Poor Antiplatelet Response Not Fully Explained by Gene
Presence of CYP2C19*2 polymorphism accounts for only small portion of poor clopidogrel response
TUESDAY, May 25 (HealthDay News) -- While antiplatelet drug response is clearly linked to the CYP2C19*2 polymorphism, the gene's presence does not explain most instances of poor antiplatelet response, even with other clinical factors taken into account, according to research published in the June 1 issue of the Journal of the American College of Cardiology.
Willibald Hochholzer, M.D., of the Herz-Zentrum Bad Krozingen in Germany, and colleagues studied 760 patients undergoing coronary stent placement following clopidogrel loading doses. The researchers used optical aggregometry to determine residual platelet aggregation prior to discharge, and regression analysis to assess the predictive value of the existence of the CYP2C19*2 polymorphism and baseline clinical variables for insufficient antiplatelet response to clopidogrel.
The researchers found that CYP2C19*2 carrier status was an independent predictor for insufficient antiplatelet response to clopidogrel (odds ratio [OR], 2.74). Other predictors for insufficient response were diabetes mellitus (OR, 1.75), body mass index (OR, 1.06), and age (OR, 1.03). However, the regression model including all these variables could only explain 11.5 percent of the antiplatelet response, with the CYP2C19*2 carrier status explaining only 5.2 percent.

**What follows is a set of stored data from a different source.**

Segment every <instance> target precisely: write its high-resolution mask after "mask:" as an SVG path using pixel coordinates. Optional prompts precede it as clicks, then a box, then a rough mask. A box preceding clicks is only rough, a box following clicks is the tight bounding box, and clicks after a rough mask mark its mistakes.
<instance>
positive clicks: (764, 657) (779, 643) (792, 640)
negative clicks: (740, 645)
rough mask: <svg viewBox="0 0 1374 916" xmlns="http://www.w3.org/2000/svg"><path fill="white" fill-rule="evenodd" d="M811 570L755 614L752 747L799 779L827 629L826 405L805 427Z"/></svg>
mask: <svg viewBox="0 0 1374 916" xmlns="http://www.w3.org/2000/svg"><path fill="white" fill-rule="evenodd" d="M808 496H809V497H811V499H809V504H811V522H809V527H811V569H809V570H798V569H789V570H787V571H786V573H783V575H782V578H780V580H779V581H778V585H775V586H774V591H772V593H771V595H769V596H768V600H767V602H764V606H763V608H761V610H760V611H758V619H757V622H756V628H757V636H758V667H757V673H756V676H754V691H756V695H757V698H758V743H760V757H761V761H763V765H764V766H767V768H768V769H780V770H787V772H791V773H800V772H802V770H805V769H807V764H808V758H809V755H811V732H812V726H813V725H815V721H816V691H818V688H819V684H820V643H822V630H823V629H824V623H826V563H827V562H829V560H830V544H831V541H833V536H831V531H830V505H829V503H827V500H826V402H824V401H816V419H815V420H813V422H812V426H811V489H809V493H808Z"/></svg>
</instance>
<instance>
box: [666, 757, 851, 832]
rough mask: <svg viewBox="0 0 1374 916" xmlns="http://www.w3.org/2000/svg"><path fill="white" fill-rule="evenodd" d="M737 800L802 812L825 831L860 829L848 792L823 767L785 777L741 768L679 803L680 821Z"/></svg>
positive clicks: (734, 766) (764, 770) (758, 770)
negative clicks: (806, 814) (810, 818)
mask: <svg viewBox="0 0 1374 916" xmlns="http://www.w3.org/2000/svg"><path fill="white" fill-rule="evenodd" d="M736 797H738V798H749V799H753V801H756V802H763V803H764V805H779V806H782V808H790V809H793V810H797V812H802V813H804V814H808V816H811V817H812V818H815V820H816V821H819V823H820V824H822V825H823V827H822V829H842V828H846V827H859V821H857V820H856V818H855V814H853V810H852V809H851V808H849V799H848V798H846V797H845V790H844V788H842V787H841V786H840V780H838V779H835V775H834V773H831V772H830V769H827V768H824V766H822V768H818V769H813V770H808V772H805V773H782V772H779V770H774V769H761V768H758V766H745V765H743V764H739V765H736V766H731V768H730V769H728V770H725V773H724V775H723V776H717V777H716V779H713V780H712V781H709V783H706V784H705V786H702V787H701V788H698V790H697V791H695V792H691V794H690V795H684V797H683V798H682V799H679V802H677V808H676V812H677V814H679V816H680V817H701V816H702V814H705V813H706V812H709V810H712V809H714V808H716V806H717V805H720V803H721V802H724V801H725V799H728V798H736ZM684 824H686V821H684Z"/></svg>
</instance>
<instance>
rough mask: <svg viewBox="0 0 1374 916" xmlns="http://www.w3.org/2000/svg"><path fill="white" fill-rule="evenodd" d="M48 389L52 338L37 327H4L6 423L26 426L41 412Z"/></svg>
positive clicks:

"Our current data, despite confirming the strong impact of the CYP2C19 loss-of-function polymorphism on antiplatelet effect of clopidogrel, suggest that genotyping for CYP2C19 is insufficient for clinical decision-making without platelet function testing. Addition of clinical variables could not fully correct this shortcoming. Thus, our study does not suggest that, in patients critically dependent on adequate platelet inhibition, genotyping alone or in combination with clinical factors can replace phenotyping of platelet function," the authors write.